On a narrow urban lot bordering the leafy tech-hub of San Francisco’s South Park, two collectors of contemporary art by female artists wanted to combine a living space with a gallery for sharing their collection with the public. They sought a gallery-house that would be open to the life of the city, and chose this semi-industrial neighborhood in the South of Market area because it offered more design freedom than other relatively calcified areas of the city. At the same time that they desired the project respond to its context in a contemporary idiom, they wanted the house to actively participate in a part of the city that is still evolving. South Park is one of the few figural public spaces in San Francisco. Since the project helps to define the edge of the park, it was important to examine, even problematize, the nature of the ‘edge’ between the park and a residential lot.

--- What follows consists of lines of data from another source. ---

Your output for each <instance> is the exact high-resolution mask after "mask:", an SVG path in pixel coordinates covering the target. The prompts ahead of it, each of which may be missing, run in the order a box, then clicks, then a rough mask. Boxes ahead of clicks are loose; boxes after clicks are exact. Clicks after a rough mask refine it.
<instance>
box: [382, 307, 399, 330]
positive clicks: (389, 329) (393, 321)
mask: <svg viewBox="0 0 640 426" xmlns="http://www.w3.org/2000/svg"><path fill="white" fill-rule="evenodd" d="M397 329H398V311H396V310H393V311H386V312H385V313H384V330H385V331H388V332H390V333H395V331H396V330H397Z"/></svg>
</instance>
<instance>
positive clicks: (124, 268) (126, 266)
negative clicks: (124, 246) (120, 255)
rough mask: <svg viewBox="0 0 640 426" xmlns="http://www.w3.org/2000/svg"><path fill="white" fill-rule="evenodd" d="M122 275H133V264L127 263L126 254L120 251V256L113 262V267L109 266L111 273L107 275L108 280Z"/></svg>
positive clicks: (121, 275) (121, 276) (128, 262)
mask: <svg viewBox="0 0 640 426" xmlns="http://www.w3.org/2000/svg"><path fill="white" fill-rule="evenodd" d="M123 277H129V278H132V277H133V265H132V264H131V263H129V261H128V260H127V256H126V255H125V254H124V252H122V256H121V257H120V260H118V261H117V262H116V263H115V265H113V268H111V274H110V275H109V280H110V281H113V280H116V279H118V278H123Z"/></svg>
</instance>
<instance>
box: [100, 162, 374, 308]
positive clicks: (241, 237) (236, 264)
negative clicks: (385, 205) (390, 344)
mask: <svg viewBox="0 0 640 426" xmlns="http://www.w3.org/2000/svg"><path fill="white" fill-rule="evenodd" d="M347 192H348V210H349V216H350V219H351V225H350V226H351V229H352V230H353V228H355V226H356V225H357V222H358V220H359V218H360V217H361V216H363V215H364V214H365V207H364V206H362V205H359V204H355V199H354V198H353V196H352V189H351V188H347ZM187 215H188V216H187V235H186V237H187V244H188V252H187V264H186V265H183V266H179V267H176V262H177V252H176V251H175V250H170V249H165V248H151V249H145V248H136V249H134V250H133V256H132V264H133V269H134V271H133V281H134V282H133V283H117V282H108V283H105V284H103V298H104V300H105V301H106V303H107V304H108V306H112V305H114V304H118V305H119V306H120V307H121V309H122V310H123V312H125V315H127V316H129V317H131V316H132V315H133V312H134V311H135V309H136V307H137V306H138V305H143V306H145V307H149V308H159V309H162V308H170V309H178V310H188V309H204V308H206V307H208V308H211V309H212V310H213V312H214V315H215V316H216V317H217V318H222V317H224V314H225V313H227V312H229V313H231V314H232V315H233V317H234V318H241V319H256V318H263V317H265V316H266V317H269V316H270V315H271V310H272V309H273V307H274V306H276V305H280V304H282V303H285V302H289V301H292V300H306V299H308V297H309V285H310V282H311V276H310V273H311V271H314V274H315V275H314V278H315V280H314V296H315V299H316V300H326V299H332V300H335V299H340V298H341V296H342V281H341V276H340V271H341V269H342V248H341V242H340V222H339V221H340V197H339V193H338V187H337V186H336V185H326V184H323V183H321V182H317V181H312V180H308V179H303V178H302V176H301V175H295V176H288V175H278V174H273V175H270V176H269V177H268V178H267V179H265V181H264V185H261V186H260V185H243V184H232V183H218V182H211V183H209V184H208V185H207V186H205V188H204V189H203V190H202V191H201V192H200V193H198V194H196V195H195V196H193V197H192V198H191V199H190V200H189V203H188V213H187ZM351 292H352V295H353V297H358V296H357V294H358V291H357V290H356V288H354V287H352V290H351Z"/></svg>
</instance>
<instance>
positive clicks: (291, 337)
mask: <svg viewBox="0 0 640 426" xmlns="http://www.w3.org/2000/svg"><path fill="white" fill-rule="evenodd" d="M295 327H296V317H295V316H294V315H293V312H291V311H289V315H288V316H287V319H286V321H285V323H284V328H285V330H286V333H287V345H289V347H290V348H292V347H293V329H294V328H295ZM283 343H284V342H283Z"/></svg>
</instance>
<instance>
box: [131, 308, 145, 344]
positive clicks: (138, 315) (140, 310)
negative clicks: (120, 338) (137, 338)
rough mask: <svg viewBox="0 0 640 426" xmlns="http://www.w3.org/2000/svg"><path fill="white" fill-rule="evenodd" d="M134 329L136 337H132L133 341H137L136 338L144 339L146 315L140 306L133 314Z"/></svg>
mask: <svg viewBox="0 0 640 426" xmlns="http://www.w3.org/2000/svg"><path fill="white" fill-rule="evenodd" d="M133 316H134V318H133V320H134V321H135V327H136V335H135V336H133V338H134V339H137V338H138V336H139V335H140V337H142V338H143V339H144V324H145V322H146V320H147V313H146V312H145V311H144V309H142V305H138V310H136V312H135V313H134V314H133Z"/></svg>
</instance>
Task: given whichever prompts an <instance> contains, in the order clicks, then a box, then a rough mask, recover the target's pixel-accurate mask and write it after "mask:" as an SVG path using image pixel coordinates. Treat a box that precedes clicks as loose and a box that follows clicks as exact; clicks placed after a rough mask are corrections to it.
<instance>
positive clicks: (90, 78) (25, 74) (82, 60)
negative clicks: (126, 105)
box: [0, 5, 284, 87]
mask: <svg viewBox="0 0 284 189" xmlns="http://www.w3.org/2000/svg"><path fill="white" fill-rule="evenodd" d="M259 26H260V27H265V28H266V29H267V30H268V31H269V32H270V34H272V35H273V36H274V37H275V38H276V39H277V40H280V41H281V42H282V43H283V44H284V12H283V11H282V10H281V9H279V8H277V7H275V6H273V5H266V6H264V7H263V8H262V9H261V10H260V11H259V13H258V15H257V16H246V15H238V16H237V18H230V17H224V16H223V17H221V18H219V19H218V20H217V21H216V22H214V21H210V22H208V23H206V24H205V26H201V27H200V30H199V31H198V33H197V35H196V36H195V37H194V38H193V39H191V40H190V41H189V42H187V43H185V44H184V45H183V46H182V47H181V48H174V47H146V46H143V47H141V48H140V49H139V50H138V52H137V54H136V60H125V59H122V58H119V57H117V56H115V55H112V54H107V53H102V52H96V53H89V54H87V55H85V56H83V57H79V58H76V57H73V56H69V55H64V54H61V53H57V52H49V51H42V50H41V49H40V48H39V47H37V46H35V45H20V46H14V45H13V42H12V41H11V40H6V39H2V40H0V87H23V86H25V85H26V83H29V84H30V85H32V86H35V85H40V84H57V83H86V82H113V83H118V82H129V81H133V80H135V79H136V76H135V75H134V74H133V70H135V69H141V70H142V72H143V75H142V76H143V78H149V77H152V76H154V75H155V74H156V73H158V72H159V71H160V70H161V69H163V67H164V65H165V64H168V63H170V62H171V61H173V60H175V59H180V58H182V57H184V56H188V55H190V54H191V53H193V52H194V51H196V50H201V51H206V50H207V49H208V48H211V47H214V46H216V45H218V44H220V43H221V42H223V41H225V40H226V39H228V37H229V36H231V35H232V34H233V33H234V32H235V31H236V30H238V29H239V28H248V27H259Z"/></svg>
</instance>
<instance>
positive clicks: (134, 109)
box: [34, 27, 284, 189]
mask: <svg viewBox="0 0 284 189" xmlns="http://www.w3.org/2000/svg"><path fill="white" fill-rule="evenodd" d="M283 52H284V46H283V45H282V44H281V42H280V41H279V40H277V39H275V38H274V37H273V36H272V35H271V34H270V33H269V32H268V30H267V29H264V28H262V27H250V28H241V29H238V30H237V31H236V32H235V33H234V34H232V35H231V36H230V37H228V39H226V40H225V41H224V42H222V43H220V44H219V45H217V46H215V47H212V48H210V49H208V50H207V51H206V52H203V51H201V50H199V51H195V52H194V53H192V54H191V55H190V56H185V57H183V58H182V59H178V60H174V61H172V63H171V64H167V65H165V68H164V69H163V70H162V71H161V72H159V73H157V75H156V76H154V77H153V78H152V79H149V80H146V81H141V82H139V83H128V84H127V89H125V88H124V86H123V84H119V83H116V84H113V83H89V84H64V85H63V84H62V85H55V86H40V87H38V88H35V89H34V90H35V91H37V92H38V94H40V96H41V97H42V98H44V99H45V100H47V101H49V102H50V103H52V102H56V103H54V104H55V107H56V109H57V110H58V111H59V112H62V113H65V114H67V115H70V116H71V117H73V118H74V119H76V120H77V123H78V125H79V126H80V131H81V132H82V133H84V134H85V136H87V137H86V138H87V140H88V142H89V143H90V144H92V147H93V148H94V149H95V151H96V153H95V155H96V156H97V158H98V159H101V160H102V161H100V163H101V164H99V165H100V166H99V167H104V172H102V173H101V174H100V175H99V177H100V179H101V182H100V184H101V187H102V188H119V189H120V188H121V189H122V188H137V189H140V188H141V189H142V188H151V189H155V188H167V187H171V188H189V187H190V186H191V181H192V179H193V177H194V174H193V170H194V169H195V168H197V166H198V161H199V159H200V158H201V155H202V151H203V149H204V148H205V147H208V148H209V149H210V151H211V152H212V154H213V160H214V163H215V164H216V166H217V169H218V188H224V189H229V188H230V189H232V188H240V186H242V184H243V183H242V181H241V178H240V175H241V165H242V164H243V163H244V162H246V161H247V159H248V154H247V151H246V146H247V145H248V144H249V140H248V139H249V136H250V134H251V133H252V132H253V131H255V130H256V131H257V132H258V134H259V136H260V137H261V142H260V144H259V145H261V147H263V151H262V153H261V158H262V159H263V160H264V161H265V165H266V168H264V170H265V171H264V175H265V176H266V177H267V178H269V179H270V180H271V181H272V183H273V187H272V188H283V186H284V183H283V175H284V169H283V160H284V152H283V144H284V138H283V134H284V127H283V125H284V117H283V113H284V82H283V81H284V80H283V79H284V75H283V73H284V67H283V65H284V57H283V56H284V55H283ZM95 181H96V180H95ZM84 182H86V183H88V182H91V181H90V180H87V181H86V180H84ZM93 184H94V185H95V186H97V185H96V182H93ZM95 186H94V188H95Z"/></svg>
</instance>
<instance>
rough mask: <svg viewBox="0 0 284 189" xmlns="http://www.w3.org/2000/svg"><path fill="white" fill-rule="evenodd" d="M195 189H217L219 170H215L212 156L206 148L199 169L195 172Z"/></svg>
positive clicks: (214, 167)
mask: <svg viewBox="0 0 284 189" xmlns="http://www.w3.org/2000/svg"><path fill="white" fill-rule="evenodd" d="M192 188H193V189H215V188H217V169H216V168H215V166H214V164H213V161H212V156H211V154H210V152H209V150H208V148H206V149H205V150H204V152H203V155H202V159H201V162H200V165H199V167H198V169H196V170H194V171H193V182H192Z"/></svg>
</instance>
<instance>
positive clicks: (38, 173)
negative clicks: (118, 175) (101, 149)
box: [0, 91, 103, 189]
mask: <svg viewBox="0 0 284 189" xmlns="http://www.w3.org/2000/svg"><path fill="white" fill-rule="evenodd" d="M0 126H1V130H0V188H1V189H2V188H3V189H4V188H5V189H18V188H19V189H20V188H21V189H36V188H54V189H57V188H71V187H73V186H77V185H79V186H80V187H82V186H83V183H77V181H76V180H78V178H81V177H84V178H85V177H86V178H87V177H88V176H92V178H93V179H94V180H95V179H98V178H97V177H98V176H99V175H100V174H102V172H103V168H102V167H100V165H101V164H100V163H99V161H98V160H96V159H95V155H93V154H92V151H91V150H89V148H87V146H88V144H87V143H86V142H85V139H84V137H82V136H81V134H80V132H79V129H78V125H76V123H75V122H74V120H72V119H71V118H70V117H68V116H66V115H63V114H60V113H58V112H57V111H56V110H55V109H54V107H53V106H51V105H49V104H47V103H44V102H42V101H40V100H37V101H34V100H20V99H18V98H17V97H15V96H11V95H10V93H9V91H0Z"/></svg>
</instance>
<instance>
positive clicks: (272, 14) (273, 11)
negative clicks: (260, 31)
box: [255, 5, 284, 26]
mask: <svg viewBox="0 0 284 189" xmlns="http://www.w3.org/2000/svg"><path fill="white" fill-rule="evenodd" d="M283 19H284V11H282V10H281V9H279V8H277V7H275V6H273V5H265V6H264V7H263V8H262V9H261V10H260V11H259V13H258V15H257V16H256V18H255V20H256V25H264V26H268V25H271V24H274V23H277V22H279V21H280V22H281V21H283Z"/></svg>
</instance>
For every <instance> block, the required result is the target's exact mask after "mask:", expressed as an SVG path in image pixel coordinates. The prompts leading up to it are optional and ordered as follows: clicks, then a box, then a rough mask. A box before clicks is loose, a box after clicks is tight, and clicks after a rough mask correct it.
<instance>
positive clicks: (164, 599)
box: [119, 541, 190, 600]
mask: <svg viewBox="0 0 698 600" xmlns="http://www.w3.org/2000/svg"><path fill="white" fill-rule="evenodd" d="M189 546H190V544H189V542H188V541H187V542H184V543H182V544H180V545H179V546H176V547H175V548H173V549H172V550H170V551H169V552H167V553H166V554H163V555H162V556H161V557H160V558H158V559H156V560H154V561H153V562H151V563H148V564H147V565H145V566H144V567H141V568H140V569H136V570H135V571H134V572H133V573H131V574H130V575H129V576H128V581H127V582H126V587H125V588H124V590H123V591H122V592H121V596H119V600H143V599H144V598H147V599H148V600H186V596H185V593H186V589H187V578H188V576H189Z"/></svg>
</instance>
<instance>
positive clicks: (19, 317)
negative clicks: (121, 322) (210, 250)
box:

Typically, the house as a program is understood as a private retreat from the city, while the gallery and park are understood as public realms. Since the hybrid program of a gallery-house blurs these boundaries, a corresponding formal analog was sought that makes the distinction between figure-ground and solid-void more ambiguous and dynamic. Formally and programmatically, the gallery-house strives to intensify its inhabitants’ engagement with the city while also inviting the urban realm into the home—ultimately promoting a vision of the city in which there is a reciprocal relationship between the city and its inhabitants.

PERFORMANCE

The clients, a virologist and a mathematician, feel compelled to share and advance awareness of art created by women, not only with friends but also with the public and the larger art world. In their home, visitors circulate from the gallery through the domestic space, each zone offering a different environment for experiencing the artwork. The street-level gallery, an internally reflective space in contrast to the outwardly-focused residential space, hosts exhibitions curated from their private collection and that of fellow-collectors. A site for artist and curator talks, the gallery increases public engagement in the arts both within the art world as well as within the scale of their own neighborhood. The gallery-house is a home, but also an inclusive provocation to the community. An active and nuanced relationship between inside and outside similarly guides the energy and thermal comfort strategy. Large operable window walls connect the upper floors to the park on the southeast and the city to the northwest. In contrast to this horizontal extension, a green roof with drought-resistant plants is pierced with skylights to bring intense daylight to the deeper interior rooms. Over the stairs, a sawtooth roof washes the space and its art with even north light. In the gallery, the south storefront’s diffusing glass is coupled with a northern skylight over the back display wall, providing daylight for the art throughout daily and seasonal cycles. The house and gallery track the cycles of climate and sky, from east to west and blue sky to fog.